İspanya dört yılda 2.9 milyon kişinin işsiz kaldığı bir ortamda. Sadece 2011 yılının son çeyreğinde 300 bin iş kaybedilmiş. İspanya\'da bir iş bulabilmek için, resmi istatistiklere göre, ortalama 15 ay çabalamak gerekiyor. 2012 yılında ise 400 bin iş kaybı daha bekleniyor. Bu da genel işsizlik oranını yüzde 25 düzeyine yükseltecek.             
Benzer sorunlar İtalya\'da da var. Üstelik İtalya\'da emek piyasası kanununda değişiklik girişimi çok daha zor. 1999 yılında o günkü merkez sol çizgisindeki hükümet döneminde İtalya\'nın emek piyasası kanunlarını yeniden düzenleme konusunda çalışan Profesör Massimo D\'Antona öldürülmüştü. Öldürülen profesörün yerine göreve gelen Marco Biagi de üç yıl sonra gene aynı sol grup tarafından katledilmişti.

Şimdi Mario Monti yönetimindeki teknokrat hükümeti hem iş kanununu hem de İtalyanların işe karşı yaklaşımlarını değiştirmek, çalışma kültürü devrimi yapmak zorunda. İtalya\'da genel işsizlik yüzde 10 civarında ama genç nüfus işsizliği yüzde 30 değerinin üzerine tırmanmakta. İtalya\'da çalışmaya başlamak, iş bulmak zor. İtalya\'da iş bulabilmek için köylerden çıkıp kentte iş aramaya gelene, kimse ev bile kiralamazmış.

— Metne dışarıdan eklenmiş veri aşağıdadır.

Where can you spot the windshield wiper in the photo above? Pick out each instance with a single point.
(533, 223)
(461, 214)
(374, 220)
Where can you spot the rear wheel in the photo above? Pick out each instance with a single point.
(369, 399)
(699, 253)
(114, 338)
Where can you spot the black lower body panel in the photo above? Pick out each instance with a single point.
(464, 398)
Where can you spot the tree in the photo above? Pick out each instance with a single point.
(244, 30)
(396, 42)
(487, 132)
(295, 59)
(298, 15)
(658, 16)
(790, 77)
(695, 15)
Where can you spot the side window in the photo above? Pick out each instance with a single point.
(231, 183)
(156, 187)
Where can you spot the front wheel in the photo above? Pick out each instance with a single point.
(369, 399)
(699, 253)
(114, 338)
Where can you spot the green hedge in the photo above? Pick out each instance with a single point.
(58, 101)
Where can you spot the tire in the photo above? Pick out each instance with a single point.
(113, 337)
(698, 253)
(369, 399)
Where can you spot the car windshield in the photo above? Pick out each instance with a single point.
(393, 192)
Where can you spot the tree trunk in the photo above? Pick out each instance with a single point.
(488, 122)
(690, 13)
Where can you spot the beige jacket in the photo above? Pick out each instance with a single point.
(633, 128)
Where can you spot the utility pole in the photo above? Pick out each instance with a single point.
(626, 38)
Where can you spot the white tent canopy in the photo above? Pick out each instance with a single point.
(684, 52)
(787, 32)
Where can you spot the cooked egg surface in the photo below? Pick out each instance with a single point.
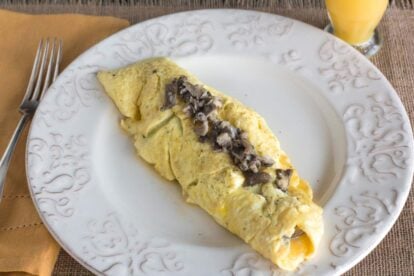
(263, 216)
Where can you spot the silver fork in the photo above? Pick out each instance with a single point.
(45, 68)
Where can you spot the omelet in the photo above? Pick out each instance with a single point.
(282, 223)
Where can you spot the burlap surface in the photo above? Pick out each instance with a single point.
(395, 254)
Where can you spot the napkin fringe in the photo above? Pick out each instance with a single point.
(400, 4)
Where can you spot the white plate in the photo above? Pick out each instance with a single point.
(335, 114)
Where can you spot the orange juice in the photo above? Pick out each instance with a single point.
(355, 20)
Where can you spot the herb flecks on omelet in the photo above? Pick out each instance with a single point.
(276, 217)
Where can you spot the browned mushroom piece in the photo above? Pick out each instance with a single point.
(202, 106)
(283, 178)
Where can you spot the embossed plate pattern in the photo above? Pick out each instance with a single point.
(334, 112)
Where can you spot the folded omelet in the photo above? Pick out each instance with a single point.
(284, 225)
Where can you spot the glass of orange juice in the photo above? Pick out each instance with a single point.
(355, 22)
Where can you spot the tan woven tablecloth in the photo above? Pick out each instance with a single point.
(395, 254)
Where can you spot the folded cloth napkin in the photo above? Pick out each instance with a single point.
(25, 244)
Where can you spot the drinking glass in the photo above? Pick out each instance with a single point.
(355, 22)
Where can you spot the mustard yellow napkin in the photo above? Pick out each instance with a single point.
(25, 244)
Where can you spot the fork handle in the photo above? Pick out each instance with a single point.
(6, 158)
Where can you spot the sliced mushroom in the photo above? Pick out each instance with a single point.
(256, 178)
(283, 178)
(224, 140)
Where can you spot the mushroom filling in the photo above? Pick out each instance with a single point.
(283, 178)
(202, 107)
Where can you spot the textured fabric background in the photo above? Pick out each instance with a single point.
(395, 254)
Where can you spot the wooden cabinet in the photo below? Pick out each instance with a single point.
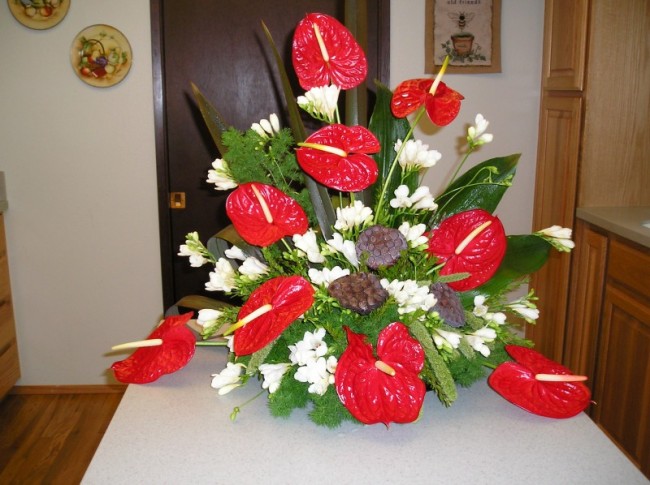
(9, 368)
(609, 336)
(593, 136)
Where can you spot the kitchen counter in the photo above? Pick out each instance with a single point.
(177, 430)
(626, 222)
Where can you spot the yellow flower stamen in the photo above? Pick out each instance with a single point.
(385, 368)
(265, 207)
(321, 43)
(461, 247)
(559, 378)
(325, 148)
(154, 342)
(436, 82)
(248, 318)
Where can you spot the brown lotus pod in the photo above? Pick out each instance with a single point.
(382, 245)
(359, 292)
(448, 305)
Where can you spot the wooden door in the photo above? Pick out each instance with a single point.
(219, 45)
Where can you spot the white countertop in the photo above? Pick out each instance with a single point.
(177, 431)
(627, 222)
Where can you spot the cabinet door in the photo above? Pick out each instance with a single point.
(622, 392)
(587, 288)
(565, 44)
(555, 195)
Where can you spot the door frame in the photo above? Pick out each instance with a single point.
(380, 9)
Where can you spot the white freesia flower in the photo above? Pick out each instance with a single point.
(273, 374)
(196, 258)
(253, 268)
(220, 175)
(478, 339)
(476, 135)
(559, 237)
(325, 276)
(529, 312)
(446, 339)
(415, 155)
(194, 249)
(235, 252)
(267, 128)
(320, 102)
(308, 244)
(401, 198)
(229, 378)
(222, 278)
(208, 317)
(480, 309)
(409, 295)
(310, 348)
(414, 235)
(345, 247)
(422, 199)
(355, 215)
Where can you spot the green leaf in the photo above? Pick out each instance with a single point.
(481, 187)
(525, 254)
(388, 130)
(214, 121)
(443, 382)
(318, 193)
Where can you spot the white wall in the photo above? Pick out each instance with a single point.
(509, 100)
(82, 227)
(82, 224)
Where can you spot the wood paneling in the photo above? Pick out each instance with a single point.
(9, 364)
(51, 438)
(565, 44)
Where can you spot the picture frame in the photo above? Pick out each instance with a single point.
(469, 31)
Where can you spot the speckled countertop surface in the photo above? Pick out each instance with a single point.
(177, 431)
(627, 222)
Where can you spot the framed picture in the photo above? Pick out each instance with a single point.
(468, 31)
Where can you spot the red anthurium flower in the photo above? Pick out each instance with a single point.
(324, 50)
(385, 388)
(336, 156)
(540, 385)
(442, 106)
(263, 214)
(270, 309)
(170, 347)
(471, 242)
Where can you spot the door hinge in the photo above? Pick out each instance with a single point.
(177, 200)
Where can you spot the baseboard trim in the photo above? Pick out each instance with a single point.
(70, 389)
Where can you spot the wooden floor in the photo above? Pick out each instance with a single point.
(51, 438)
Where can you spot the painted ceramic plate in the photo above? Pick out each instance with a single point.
(101, 55)
(39, 14)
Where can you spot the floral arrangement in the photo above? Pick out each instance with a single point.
(353, 289)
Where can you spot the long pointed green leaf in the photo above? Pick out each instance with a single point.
(318, 194)
(481, 187)
(525, 254)
(214, 121)
(388, 130)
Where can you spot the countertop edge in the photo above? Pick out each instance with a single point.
(622, 221)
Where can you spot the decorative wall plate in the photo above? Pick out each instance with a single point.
(101, 55)
(39, 14)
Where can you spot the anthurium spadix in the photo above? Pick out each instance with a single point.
(263, 214)
(325, 52)
(169, 348)
(540, 385)
(337, 156)
(471, 242)
(270, 309)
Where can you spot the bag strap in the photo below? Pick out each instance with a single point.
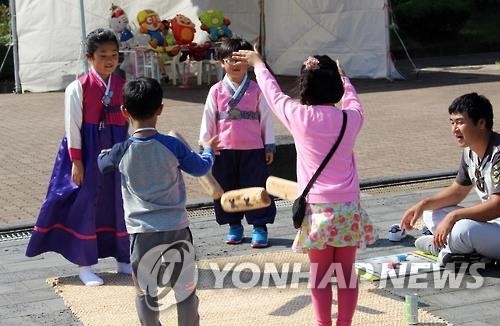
(328, 156)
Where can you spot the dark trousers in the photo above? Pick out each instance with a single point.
(236, 169)
(154, 265)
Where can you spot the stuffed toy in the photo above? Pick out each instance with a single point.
(150, 24)
(120, 25)
(183, 29)
(215, 24)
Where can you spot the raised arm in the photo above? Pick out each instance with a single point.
(73, 117)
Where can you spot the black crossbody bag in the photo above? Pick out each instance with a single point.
(299, 205)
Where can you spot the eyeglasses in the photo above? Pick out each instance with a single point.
(479, 180)
(231, 61)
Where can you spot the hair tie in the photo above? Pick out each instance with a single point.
(311, 63)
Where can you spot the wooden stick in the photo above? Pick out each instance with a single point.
(245, 199)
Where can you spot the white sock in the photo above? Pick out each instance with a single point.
(88, 277)
(124, 268)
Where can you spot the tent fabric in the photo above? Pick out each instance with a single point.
(354, 31)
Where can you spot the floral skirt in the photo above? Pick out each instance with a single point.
(336, 225)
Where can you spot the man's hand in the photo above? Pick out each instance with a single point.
(214, 143)
(443, 229)
(411, 216)
(77, 171)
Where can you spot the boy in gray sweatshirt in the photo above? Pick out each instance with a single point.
(154, 201)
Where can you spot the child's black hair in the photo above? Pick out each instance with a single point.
(321, 86)
(476, 106)
(98, 37)
(230, 45)
(142, 97)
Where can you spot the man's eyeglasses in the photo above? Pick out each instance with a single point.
(231, 61)
(479, 180)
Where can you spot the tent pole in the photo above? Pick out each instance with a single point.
(13, 28)
(83, 36)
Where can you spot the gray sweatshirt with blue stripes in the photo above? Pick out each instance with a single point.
(153, 189)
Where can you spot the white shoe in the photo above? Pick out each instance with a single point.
(124, 268)
(396, 234)
(88, 277)
(426, 244)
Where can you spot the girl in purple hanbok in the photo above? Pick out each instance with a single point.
(82, 215)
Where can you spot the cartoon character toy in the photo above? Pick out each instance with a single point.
(120, 25)
(183, 29)
(215, 24)
(151, 25)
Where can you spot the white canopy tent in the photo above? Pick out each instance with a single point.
(354, 31)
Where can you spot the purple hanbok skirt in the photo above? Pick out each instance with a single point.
(83, 223)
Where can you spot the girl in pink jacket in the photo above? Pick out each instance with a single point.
(335, 225)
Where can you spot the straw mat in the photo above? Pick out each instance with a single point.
(285, 304)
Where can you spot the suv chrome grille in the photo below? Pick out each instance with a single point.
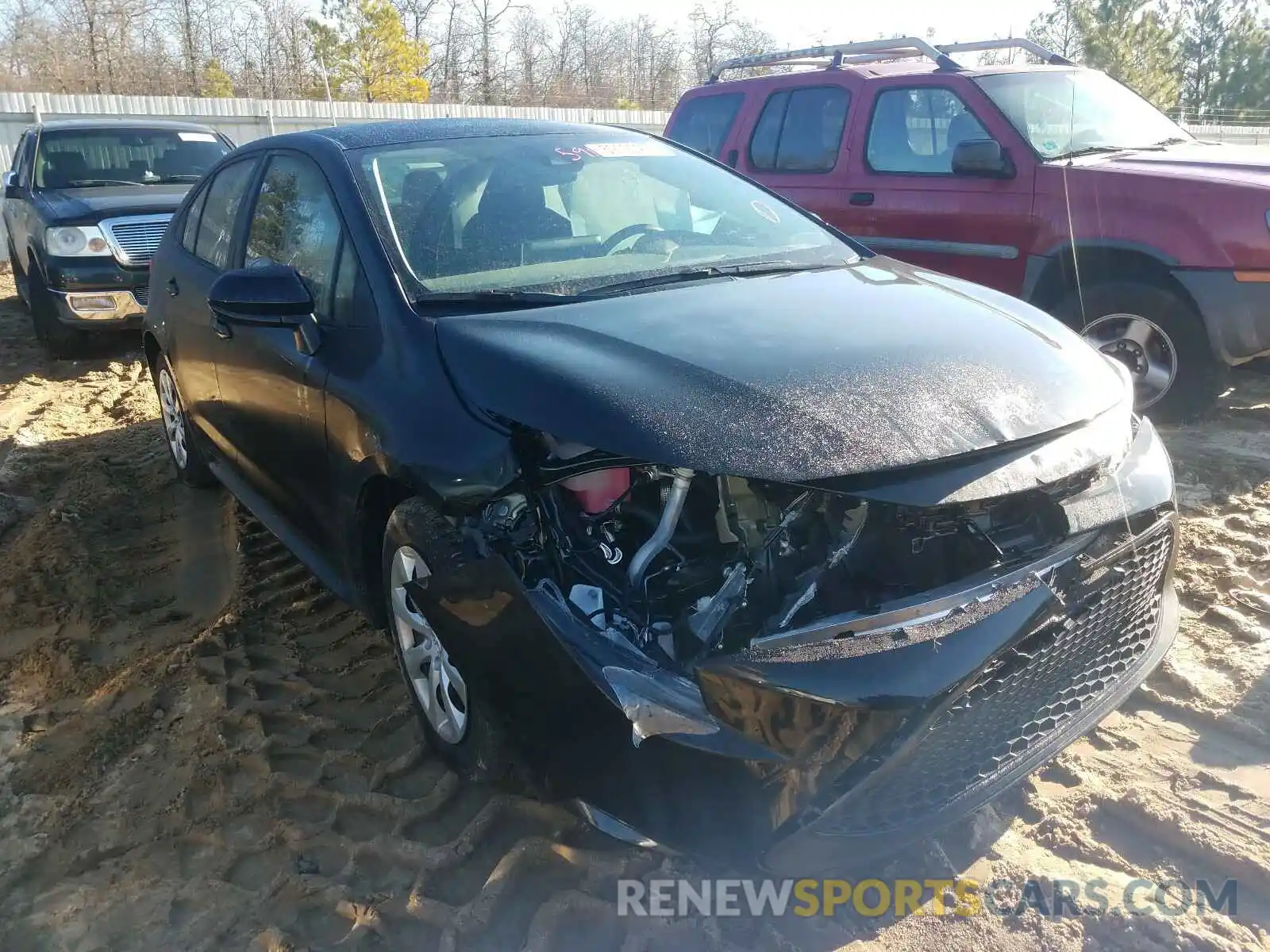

Silvio Berlusconi döneminde 2003 yılında ise hükümet işgücü piyasasında kısa vadeli ve daha önceki iş sözleşmelerindeki katı kurallara tabi olmayan  işlere yeni insan alınmasını sağlayan değişiklikler getirmiş ve böylece emek piyasası da iki farklı gruptan oluşmuştu.

Bu hafta İtalya yeniden resesyon ortamına girdi.  2011 üçüncü çeyreğinde yüzde 0.2 daralan İtalyan GSYİH\'sı ,  2011 yılının son çeyreğinde  de yüzde 0.7 daraldı.

15 şubat 2012 tarihinde ise sendikalar ve işverenler yeniden masaya oturdular. Şu anda hiçbir işte çalışmamış ve işsiz olan İtalyan gençleri sosyal refah sistemi yardımından faydalanamıyorlar. Teknokrat hükümet ve onu destekleyen siyasi partiler bu kuralı gevşetmeye razı ama bu değişiklikleri de mayıs ayındaki seçimden önce yapmaya çalışıyorlar. Bu nedenle de sendikalar ve hükümetin değişiklikleri yapmak, yani anlaşmak için, sadece mart sonuna kadar vakitleri var. En büyük ve güçlü ve radikal sendika CGIL ise henüz masaya oturmuyor. Bu sendika merkez sol konumlu Demokrat Parti ile işbirliği içinde. Parti, \'Sendikanın kabul ettiği her şeye varım!\' diyor, ama sendika henüz hiçbir girişimde bulunmuyor. Ne tür emek piyasası reformlarına destek vereceğini açıklamıyor.   

İtalya ve İspanya da Yunanistan gibi kilitlenme ve isyan yaşarsa bu sürpriz olmaz gibi gözüküyor!